Beginning with FY2018, these two separate reporting requirements are now a single filing - the Annual Authority Registration and Financials, or AARF - due within six months of the end of your authority's fiscal year.
Method Of Creation
Under Georgia Statute, local government authorities can be created in three ways: by general enabling act, local laws, and Constitutional Amendments. There are 11 types of authorities that can be created through a general enabling act:
- Development Authority
- Downtown Development Authority
- Hospital Authority
- Housing Authority
- Joint Development Authority
- Recreation Authority
- Regional Industrial Development Authorities
- Regional Jail Authority
- Regional Solid Waste Management Authority
- Residential Care Facilities for the Elderly Authority
- Resource Recovery Development Authority
- Urban Residential Finance Authority (municipalities over 350,000)
Cities or counties are authorized to create authorities through general enabling legislation by passing an ordinance or resolution. The majority of authorities registered with DCA fall within this category.
Other authorities are formed under local law, to create a single, unique local government authority. Some authorities are created through this means even if there is a general enabling statute available. For example, several development and downtown development authorities were created under local law rather than general enabling statute.
The third possible method of creating a local government authority is through a Constitutional Amendment. These are similar to local laws; however, they must be approved by the voters of the affected jurisdiction and, as such, are included in the Constitution. Authorities can no longer be created by Constitutional Amendment, but there are some existing authorities that were created this way. Most of the constitutionally created authorities are development authorities.
Authorities can be created to serve a single jurisdiction or may be established to provide services to multiple cities or counties. Most of the authorities registered with DCA were created to serve a single jurisdiction. Some authorities, however, are by their nature set up to serve more than one jurisdiction, such as regional solid waste authorities, regional jail authorities, and joint development authorities. Examples of other authorities that serve multiple jurisdictions include airport, hospital, housing, and development authorities.

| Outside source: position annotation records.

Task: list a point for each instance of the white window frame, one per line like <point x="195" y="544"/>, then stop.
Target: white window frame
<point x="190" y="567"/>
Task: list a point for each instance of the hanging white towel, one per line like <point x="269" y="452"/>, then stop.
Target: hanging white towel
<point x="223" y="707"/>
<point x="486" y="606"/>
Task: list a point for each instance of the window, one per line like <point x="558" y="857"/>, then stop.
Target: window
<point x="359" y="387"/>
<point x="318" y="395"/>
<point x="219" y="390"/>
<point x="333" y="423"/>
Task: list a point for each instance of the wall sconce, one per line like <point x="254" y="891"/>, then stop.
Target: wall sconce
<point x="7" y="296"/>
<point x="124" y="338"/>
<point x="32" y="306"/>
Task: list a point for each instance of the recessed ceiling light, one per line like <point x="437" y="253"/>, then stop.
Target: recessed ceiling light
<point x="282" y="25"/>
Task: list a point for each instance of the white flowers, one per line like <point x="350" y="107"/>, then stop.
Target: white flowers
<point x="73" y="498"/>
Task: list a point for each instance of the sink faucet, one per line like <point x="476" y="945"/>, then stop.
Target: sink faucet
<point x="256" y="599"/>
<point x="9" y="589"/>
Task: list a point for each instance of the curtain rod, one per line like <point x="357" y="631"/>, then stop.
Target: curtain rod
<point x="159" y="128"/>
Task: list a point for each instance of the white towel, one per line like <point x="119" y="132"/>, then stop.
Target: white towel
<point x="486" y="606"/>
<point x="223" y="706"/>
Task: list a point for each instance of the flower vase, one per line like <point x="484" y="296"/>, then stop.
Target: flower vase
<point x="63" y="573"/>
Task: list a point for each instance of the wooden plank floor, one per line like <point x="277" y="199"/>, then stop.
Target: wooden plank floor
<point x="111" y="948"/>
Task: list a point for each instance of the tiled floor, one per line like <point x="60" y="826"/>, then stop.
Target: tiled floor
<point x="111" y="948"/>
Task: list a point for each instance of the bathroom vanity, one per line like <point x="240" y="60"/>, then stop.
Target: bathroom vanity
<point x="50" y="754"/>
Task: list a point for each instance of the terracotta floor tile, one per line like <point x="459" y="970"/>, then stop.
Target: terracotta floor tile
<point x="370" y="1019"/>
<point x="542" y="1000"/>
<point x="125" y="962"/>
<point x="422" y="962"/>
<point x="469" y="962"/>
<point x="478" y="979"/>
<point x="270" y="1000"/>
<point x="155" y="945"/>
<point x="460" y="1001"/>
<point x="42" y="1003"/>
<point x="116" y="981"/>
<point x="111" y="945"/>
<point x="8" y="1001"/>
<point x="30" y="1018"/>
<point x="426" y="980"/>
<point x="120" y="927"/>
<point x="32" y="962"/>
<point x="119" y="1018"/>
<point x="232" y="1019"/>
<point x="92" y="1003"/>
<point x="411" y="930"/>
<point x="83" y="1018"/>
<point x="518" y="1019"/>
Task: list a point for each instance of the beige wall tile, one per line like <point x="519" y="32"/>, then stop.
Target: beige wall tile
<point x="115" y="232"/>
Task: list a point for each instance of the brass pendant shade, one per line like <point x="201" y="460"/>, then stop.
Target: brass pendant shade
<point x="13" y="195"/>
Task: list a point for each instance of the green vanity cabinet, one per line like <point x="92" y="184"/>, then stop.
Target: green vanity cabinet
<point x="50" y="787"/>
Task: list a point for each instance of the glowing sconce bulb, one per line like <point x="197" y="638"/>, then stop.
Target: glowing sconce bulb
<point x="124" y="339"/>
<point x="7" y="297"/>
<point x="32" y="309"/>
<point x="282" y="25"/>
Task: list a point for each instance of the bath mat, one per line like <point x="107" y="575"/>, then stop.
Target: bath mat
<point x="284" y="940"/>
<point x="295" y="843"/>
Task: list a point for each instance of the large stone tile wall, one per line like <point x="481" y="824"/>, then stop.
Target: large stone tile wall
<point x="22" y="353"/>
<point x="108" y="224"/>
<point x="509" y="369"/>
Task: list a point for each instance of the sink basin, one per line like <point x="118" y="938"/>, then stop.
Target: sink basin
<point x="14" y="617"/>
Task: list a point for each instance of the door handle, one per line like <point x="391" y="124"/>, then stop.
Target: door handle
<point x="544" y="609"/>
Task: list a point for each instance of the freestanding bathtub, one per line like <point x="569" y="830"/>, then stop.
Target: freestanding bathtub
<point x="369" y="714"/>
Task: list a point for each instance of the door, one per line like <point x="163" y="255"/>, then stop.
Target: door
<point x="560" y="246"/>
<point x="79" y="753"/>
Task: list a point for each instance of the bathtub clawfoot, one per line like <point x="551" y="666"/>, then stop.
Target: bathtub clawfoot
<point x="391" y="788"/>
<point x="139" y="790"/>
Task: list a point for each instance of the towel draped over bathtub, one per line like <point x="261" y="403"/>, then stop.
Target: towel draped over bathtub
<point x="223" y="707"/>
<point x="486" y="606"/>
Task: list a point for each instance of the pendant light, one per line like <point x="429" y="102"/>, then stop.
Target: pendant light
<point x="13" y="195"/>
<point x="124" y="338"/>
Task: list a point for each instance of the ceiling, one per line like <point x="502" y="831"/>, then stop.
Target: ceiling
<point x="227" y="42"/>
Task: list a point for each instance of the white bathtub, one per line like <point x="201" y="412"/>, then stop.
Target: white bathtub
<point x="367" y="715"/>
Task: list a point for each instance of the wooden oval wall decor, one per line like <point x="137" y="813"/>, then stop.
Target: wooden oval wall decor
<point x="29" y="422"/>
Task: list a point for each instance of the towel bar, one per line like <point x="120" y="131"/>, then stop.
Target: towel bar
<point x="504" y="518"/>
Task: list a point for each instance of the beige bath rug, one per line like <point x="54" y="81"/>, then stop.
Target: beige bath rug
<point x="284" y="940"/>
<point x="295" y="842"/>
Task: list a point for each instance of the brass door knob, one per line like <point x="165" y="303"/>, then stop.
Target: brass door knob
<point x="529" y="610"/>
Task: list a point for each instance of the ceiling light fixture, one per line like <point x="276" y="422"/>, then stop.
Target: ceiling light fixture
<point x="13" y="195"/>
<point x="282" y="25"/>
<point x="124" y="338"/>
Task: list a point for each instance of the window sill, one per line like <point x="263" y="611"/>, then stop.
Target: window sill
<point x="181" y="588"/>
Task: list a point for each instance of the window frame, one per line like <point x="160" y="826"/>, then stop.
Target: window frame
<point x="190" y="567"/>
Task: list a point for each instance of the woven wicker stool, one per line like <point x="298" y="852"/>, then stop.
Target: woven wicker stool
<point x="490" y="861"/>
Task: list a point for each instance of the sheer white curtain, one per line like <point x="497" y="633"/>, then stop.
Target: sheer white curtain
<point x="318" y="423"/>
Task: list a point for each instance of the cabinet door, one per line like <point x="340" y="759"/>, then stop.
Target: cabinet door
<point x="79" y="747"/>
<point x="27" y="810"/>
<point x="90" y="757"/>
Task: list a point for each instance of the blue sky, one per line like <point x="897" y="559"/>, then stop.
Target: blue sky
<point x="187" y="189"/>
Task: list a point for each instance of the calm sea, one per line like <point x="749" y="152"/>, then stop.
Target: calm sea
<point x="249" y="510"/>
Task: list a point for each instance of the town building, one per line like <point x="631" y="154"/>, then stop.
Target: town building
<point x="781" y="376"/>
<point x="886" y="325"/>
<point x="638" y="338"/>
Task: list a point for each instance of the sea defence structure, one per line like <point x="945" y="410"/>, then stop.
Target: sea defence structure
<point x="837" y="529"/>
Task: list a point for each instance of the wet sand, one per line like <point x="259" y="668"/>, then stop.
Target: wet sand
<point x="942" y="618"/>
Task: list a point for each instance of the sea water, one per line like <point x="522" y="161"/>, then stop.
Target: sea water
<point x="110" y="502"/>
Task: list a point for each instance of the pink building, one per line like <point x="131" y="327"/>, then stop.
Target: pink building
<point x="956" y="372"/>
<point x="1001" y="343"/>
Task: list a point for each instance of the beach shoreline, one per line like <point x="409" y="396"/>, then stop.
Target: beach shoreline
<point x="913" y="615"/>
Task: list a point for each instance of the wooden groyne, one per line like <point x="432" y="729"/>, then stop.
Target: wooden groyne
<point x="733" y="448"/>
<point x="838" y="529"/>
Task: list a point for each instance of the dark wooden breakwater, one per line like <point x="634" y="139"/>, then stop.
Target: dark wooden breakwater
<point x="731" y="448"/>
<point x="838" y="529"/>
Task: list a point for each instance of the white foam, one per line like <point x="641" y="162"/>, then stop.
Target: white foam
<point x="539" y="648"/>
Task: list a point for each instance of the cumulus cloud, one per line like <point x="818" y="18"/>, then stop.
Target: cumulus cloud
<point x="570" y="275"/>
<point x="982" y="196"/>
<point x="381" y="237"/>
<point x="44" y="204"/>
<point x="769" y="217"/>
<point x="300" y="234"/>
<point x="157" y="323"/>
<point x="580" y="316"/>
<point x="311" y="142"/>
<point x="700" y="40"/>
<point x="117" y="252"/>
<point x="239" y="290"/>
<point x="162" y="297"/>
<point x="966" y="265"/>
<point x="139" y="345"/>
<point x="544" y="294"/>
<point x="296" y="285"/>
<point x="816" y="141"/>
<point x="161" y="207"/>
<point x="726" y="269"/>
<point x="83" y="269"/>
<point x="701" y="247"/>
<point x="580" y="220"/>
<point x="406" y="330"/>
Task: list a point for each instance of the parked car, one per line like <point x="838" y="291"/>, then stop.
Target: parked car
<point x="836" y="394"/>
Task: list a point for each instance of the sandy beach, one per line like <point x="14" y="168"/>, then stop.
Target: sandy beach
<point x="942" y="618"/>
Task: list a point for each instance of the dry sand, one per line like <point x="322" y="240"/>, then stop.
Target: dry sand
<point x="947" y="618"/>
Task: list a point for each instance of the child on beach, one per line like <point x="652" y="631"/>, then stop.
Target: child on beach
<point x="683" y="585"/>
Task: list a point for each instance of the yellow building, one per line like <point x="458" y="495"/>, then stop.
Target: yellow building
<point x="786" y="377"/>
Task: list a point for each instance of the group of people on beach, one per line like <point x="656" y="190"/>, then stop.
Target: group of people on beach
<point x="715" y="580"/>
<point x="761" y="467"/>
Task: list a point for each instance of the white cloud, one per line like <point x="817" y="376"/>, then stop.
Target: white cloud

Local government authorities may also function as either dependent or independent entities. If an authority's finances are included in a local government's audit or financial statements, or if its operating decisions are made by a local government's executive officer or governing board, it is considered to be dependent. All other authorities are classified as independent. Of those authorities registered with the Department, most indicated they were independent.
As mentioned earlier, local government authorities are established to carry out a specific public purpose. These purposes can include economic development, hospital operations, housing, the operation of a water and sewer system, and others. The largest percentage of authorities registered with DCA are development authorities, including downtown development, industrial development, and joint development authorities. The next most common type of authority is housing, followed by hospital and water and sewer.
DCA provides an annual on-line directory of registered local government authorities. To find our more about this directory or get additional information on the authority registration process, please contact the Office of Research
In accordance with HB257 during the 2017-2018 legislative session, this AARF combines authority registration and financial reporting into a single report, due within six months of the conclusion of the authority's fiscal year.